Polar bears may be inbreeding as climate change melts away Arctic ice

Individual populations are becoming less genetically diverse — even as different populations are becoming more differentiated.


A polar bear with cubs on Nordaustlandet in the Svalbard archipelago. (Thomas Nilsen / The Independent Barents Observer)

Polar bears at Svalbard have undergone a shocking loss in genetic diversity, according to a newly published Norwegian study.

Snorre Hagen and Simo Maduna, alongside their team, from the Norwegian Institute of Bioeconomy Research in Svanvik, sought to analyze the effect of the climate change’s impact on polar bears’ genetics.

The team extracted DNA from the tissue samples of 622 polar bears from Norway’s Svalbard archipelago. The extracted DNA analysis found that between 1995 and 2016 the bears had lost between 3-10 percent of their genetic diversity (depending on how you measure this diversity). Simultaneously the polar bears had also grown more genetically distinct from the polar bears found at other sites in the Arctic.

The results of the study indicate that the polar bear populations in different locations are growing more genetically distinct from one another, while the bears found in the same location are becoming more genetically similar.
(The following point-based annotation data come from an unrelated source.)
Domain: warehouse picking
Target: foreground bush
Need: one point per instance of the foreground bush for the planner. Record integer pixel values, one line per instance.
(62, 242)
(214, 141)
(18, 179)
The researchers of the study suggest that the rapid melting of Arctic ice from climate change has led to the isolation of different polar bears groups. As it becomes more and more difficult for the different polar bear populations to interact, inbreeding in local polar bear populations is increasingly seen.

Hagen and Maduna predict that the trend of loss in the genetic variety of polar bear populations will most likely continue as climate change intensifies and more Arctic sea ice melts.